Showing posts with label Jesus. Show all posts
Showing posts with label Jesus. Show all posts

Friday, October 09, 2015

Intimacy with God

For Christians the key to a deep relationship with God is found through the brotherhood we share with Jesus. Adherents of many religions and sadly, even many Christians, never move beyond an infatuation stage in their relationship with God. Most who become enamored with God do so because of God's majesty, transcendence, holiness; basically many people adopt a religion because of God's otherness. There is absolutely nothing wrong with acknowledging and worshipping the creator of the universe. In fact, such is to be encouraged! But for Christians the beauty of the trinity - one God represented in the three persons of Father, Son, and Holy Spirit - is what demonstrates the accessibility of God. More so, the Biblical allusions to God present in the human form of Jesus of Nazareth shows that God actually pursues a relationship with creation, that this majestic holy God actually loves the beings God created. With a miopic view of a transcendent God such an image would seem absurd. But if God gave up heaven to come to Earth to live as a man there must be a reason beyond a bored-God hypothesis. It would appear that God desired a relationship with creation that could not be attained with a Heaven bound God and Earth bound humans.

There is little wonder why there are so many marital analogies comparing the relationship between human and the Divine found in the Bible and in other mystical writings, including those of the early Christian era. The intimacy required is the same for humans learning to love, whether the object of love is God or another person. Richard Rohr (2013, Immortal Diamonds) observes,
"It is almost impossible to fall in love with majesty, power, or perfection. These make us both fearful and codependent, but seldom truly loving. On some level, love can happen only between equals, and vulnerability levels the playing field. What Christians believe is that God somehow became our equal when he became the human "Jesus," a name that is, without doubt, the vulnerable name for God" (p. 171).
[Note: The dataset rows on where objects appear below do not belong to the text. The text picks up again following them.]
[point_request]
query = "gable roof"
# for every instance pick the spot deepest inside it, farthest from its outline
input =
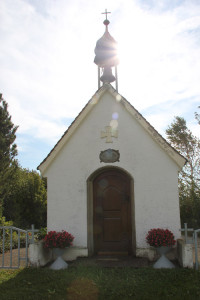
(173, 153)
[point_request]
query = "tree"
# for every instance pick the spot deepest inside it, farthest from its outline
(26, 203)
(8, 149)
(197, 116)
(182, 139)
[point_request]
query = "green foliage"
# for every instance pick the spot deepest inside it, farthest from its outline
(188, 145)
(41, 234)
(7, 244)
(8, 150)
(26, 201)
(86, 282)
(197, 116)
(3, 222)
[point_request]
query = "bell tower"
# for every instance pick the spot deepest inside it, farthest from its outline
(106, 57)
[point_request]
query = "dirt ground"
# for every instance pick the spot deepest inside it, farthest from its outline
(107, 261)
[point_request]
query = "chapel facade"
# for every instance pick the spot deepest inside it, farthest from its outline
(111, 177)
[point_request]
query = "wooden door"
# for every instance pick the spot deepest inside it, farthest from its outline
(112, 213)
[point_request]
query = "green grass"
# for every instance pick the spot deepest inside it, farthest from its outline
(93, 282)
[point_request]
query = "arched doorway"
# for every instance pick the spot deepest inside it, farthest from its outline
(111, 212)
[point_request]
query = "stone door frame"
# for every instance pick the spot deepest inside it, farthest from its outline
(90, 241)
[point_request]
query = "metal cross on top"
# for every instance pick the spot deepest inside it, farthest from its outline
(106, 12)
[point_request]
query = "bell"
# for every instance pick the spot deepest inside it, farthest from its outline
(107, 75)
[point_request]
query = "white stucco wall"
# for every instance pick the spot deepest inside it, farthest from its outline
(155, 174)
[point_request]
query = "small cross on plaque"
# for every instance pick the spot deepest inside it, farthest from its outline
(109, 133)
(106, 13)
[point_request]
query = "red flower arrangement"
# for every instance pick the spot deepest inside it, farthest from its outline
(54, 239)
(158, 237)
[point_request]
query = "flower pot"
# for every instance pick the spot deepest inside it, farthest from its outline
(163, 261)
(59, 263)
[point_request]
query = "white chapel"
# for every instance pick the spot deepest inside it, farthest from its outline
(111, 177)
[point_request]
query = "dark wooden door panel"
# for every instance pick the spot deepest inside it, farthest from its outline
(112, 212)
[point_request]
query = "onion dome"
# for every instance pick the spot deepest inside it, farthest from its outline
(106, 50)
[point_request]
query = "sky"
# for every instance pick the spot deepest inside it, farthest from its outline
(48, 74)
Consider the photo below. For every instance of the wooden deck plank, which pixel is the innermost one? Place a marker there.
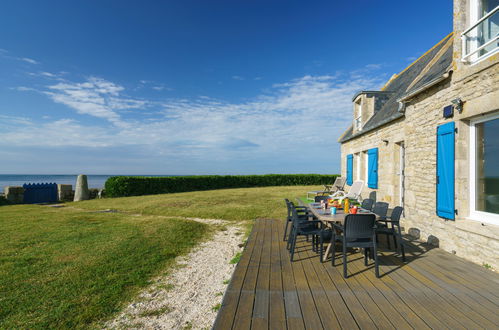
(309, 310)
(374, 311)
(419, 287)
(468, 288)
(393, 313)
(260, 317)
(225, 317)
(385, 287)
(457, 298)
(338, 306)
(470, 319)
(326, 314)
(277, 310)
(355, 306)
(294, 317)
(242, 319)
(432, 290)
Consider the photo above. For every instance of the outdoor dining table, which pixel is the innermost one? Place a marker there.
(328, 219)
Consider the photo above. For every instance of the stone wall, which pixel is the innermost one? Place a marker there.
(472, 239)
(14, 194)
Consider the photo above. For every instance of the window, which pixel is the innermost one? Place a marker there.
(372, 172)
(484, 176)
(358, 175)
(358, 115)
(349, 169)
(481, 39)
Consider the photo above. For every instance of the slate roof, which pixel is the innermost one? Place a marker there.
(425, 70)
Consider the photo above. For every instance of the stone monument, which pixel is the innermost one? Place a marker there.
(81, 191)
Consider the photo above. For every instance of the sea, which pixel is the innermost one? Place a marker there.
(94, 181)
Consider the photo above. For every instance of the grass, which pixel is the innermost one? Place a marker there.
(75, 267)
(245, 204)
(236, 258)
(63, 268)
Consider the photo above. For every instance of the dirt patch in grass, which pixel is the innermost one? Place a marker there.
(192, 292)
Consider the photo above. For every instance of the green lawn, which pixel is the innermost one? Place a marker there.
(74, 267)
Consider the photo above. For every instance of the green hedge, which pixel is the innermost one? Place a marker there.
(120, 186)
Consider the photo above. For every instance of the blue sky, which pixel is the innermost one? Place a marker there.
(195, 87)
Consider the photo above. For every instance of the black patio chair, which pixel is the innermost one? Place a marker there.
(307, 228)
(390, 226)
(303, 213)
(380, 209)
(318, 199)
(367, 204)
(358, 230)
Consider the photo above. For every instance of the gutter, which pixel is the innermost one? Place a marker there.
(381, 123)
(429, 84)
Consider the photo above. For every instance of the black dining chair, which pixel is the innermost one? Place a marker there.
(317, 199)
(307, 228)
(358, 230)
(367, 204)
(303, 214)
(380, 209)
(390, 226)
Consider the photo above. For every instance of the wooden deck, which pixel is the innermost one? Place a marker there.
(434, 289)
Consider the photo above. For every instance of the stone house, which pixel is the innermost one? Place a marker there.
(429, 139)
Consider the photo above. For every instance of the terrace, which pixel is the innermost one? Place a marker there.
(433, 289)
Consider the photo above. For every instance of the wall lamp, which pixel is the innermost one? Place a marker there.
(458, 104)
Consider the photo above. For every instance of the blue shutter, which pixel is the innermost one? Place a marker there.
(372, 168)
(445, 171)
(349, 170)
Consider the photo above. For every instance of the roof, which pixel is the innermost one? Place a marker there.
(418, 76)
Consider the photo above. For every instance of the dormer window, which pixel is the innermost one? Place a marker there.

Such a concept is difficult for many Christians to hear. It sounds irreverent at best if not blasphemous! But the beauty and mystery of the Trinity is found in the distinctiveness yet sameness of each person - Father, Son, and Holy Spirit. In love God lowered God's self to take on human flesh and human nature (see Philippians 2). Through that act of Godly humility we have access to God in a new way - as a peer, as a sibling, or literally as "one of us." Many days the accessibility of God through the brotherhood of Jesus keeps the gnawing doubts at bay. 


Friday, April 03, 2009

Encounter with Jesus

The jaunt to Samford U with a group of UGA students to see Shane Claiborne was a profound experience. Much of what Shane said can be found in his books & videos. However hearing him weave the stories together on stage while sitting in a chapel filled with excited students provided a spirit-filled milieu to hear the stories anew.

I've copied some of the most inspiring or disturbing thoughts and quotes below. Though these emerge from his experiences, they were all inspired by Shane's life-changing reading of scripture and encounter with Jesus. In his word's meeting Jesus didn't make his screwed up life perfect and whole. Encountering Jesus messed his normal, Christian life up; "I'm still recovering from my conversion experience".
Here are some of the nuggets that i'm struggling through:

Faith is a way of living, not just a way of believing
Each American consumes the equivalent of 500 Ethiopeans per year
Jesus took what was thought to be unclean (dirt and spit) and provided healing (wiped them in someone's blind eyes)! He radically transformed perspectives and worldviews
Mother Theresa said that in the poor and lame, in the least of these, "we see Jesus in his most distressing disguises"
"The best things to do with the best things in life is to give them away"
Ask yourself, "what if Jesus meant the things that he said?" So much of what he said collides with the way we live, with our USAmerican approach to life. "We need a new imagination of the way to live in the world" to not conform, but to be transformed. Most imprisonments (1 in 8 African Americans) are related to economics - that's a justice issue that we have not sufficiently addressed
Christians are not normal, are not of the status quo, they "seek to bring about the world that God dreams of"
Jesus sends us into the world as "radical nonconformists representing God's heart"
Jesus loves evil-doers so much that he died for them
There are a lot of things worth dying for, but there is nothing worth killing for"
The question is not what job are you going to have "when you grow up" but "what kind of ____ are you going to be" - we are called to allow Jesus to transform what we are called and created to be/do into his likeness
I struggle through some of these issues I'll try to blog about them.